ROWTERMINATOR ='row_terminator'`
Specifies the row terminator to be used. If row terminator isn't specified, one of default terminators will be used. Default terminators for PARSER_VERSION = '1.0' are \r\n, \n and \r. Default terminators for PARSER_VERSION = '2.0' are \r\n and \n.
Note
When you use PARSER_VERSION='1.0' and specify \n (newline) as the row terminator, it will be automatically prefixed with a \r (carriage return) character, which results in a row terminator of \r\n.
ESCAPE_CHAR = 'char'
Specifies the character in the file that is used to escape itself and all delimiter values in the file. If the escape character is followed by a value other than itself, or any of the delimiter values, the escape character is dropped when reading the value.
The ESCAPECHAR parameter will be applied regardless of whether the FIELDQUOTE is or isn't enabled. It won't be used to escape the quoting character. The quoting character must be escaped with another quoting character. Quoting character can appear within column value only if value is encapsulated with quoting characters.
FIRSTROW = 'first_row'
Specifies the number of the first row to load. The default is 1 and indicates the first row in the specified data file. The row numbers are determined by counting the row terminators. FIRSTROW is 1-based.
FIELDQUOTE = 'field_quote'
Specifies a character that will be used as the quote character in the CSV file. If not specified, the quote character (") will be used.
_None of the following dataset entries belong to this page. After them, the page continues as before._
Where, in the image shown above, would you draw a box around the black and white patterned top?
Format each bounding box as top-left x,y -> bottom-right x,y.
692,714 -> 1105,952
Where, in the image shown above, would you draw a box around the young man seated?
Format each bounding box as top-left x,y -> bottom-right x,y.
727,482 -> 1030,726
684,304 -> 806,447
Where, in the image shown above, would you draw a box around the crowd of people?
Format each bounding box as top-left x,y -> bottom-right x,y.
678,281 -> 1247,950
DATA_COMPRESSION = 'data_compression_method'
Specifies compression method. Supported in PARSER_VERSION='1.0' only. Following compression method is supported:
- GZIP
PARSER_VERSION = 'parser_version'
Specifies parser version to be used when reading files. Currently supported CSV parser versions are 1.0 and 2.0:
- PARSER_VERSION = '1.0'
- PARSER_VERSION = '2.0'
CSV parser version 1.0 is default and feature rich. Version 2.0 is built for performance and doesn't support all options and encodings.
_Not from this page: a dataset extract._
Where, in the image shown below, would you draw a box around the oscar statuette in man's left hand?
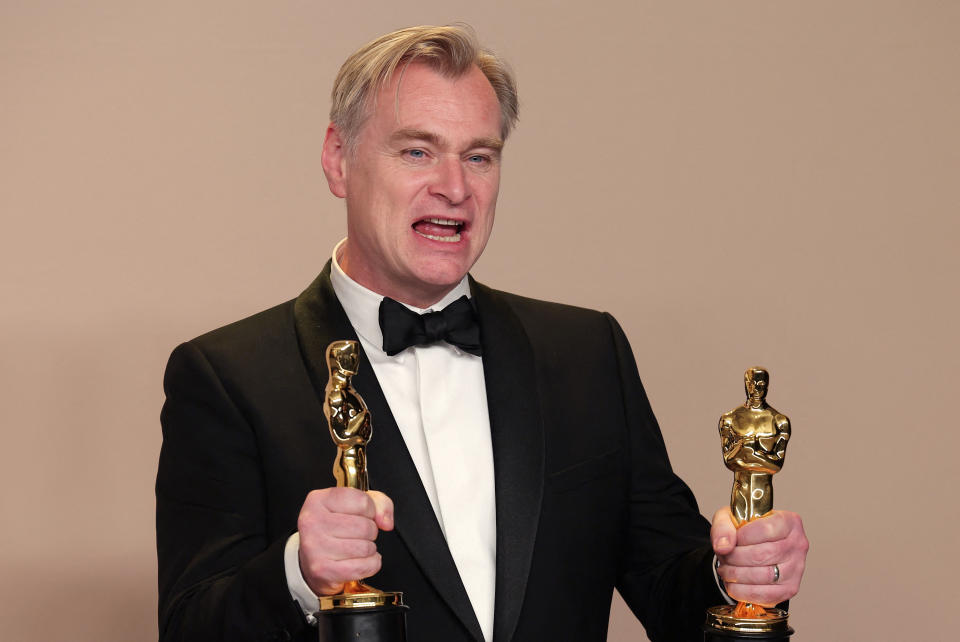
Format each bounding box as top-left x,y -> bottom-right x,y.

CSV parser version 1.0 specifics:
- Following options aren't supported: HEADER_ROW.
- Default terminators are \r\n, \n and \r.
- If you specify \n (newline) as the row terminator, it will be automatically prefixed with a \r (carriage return) character, which results in a row terminator of \r\n.
CSV parser version 2.0 specifics:
- Not all data types are supported.
- Maximum character column length is 8000.
- Maximum row size limit is 8 MB.
- Following options aren't supported: DATA_COMPRESSION.
- Quoted empty string ("") is interpreted as empty string.
- DATEFORMAT SET option isn't honored.
- Supported format for DATE data type: YYYY-MM-DD
- Supported format for TIME data type: HH:MM:SS[.fractional seconds]
- Supported format for DATETIME2 data type: YYYY-MM-DD HH:MM:SS[.fractional seconds]
- Default terminators are \r\n and \n.
HEADER_ROW = { TRUE | FALSE }
Specifies whether a CSV file contains header row. Default is FALSE.
Supported in PARSER_VERSION='2.0'. If TRUE, the column names will be read from the first row according to FIRSTROW argument. If TRUE and schema is specified using WITH, binding of column names will be done by column name, not ordinal positions.
DATAFILETYPE = { 'char' | 'widechar' }
Specifies encoding: char
is used for UTF8, widechar
is used for UTF16 files.
CODEPAGE = { 'ACP' | 'OEM' | 'RAW' | 'code_page' }
Specifies the code page of the data in the data file. The default value is 65001 (UTF-8 encoding). See more details about this option here.
ROWSET_OPTIONS = '{"READ_OPTIONS":["ALLOW_INCONSISTENT_READS"]}'
This option will disable the file modification check during the query execution, and read the files that are updated while the query is running. This is useful option when you need to read append-only files that are appended while the query is running. In the appendable files, the existing content isn't updated, and only new rows are added. Therefore, the probability of wrong results is minimized compared to the updateable files. This option might enable you to read the frequently appended files without handling the errors. See more information in querying appendable CSV files section.
Reject Options
Note
Rejected rows feature is in Public Preview. Please note that rejected rows feature works for delimited text files and PARSER_VERSION 1.0.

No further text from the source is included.